An improved understanding of hydrologic processes, groundwater models and underpinning data is key to understanding how much water is recharged into aquifers, a new report has found.
New water research in the Murray-Darling Basin led by Flinders University found the connection between aquifers and rivers was crucial for water management in the Murray-Darling Basin.
National Centre for Groundwater Research and Training’s director Professor Craig Simmons, who is also a professor of hydrogeology at Flinders University, said groundwater models were uncertain — and understanding, quantifying, managing, reducing and communicating this uncertainty was critical.
Groundwater provides more than 30 per cent of Australia’s total water consumption and generates national economic activity worth more than $34billion a year across agriculture, mining and industry.
‘‘Understanding critical socio-economic drivers are a vital part of integrated groundwater management in the basin.
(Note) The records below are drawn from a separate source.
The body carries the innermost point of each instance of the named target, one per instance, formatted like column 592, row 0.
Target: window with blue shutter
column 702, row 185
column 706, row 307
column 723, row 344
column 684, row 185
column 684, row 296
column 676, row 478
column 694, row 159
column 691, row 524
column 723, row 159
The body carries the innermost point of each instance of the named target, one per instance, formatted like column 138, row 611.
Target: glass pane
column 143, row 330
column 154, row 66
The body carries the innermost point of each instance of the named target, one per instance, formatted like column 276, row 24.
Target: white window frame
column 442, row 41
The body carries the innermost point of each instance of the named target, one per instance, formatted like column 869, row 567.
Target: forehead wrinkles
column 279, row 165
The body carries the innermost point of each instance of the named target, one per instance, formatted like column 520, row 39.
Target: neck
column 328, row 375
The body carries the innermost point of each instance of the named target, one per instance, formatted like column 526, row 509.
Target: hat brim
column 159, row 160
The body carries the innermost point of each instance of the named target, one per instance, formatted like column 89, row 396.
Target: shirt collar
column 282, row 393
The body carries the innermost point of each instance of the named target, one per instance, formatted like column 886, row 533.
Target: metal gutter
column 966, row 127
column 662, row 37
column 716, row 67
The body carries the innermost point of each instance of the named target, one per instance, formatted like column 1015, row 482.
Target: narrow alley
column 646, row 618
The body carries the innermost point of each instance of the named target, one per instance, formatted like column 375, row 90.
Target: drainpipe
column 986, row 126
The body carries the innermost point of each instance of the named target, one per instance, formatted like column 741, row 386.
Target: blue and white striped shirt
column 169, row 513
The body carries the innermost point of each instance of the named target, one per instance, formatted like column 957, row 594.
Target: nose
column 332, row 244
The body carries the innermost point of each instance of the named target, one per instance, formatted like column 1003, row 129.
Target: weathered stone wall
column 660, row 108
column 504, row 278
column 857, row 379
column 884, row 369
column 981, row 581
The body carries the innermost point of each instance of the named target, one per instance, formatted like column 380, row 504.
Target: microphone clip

Science alone is necessary but insufficient,’’ Prof Simmons said.
‘‘This is all about better science and social science to underpin better management and policy in the Murray-Darling Basin, and the successful implementation of the Murray-Darling Basin Plan.’’
He said valuable lessons learned through the study were applicable to other key water sources.
‘‘These issues are common to many other groundwater and water management problems in Australia and internationally,’’ he said.
Groundwater represents 97 per cent of the fresh water on earth, which supplies half of the world’s drinking water and 43 per cent of the water used to irrigate crops.
However, groundwater depletion and pollution are enormous and pressing global issues according to Prof Simmons.
The new report studied four critical areas of water science and management in the Murray-Darling Basin including how recharge occurs into groundwater aquifers and how to reduce uncertainty of recharge estimates, improving understanding of poorly understood connections between surface water and groundwater, understanding the connections between rivers and aquifers, and improving ways to manage groundwater systems.
‘‘This is important because recharge is the input of water into the groundwater system and a key component of the water balance and computer modelling — a crucial component for managing groundwater,’’ Prof Simmons.
‘‘As an example, a bore located right near a river may be counted as a groundwater allocation when it is only a few metres from the river and is almost certainly pulling water from the river.’’
The report also said establishing critical social, economic and environmental triple bottom lines for integrated groundwater management was key and would involve integrated assessments that included crucial socio-economic studies.
Recent studies have also shown that groundwater depletion is occurring at a rate that exceeds replenishment and that one third of the world’s major aquifers are under serious stress.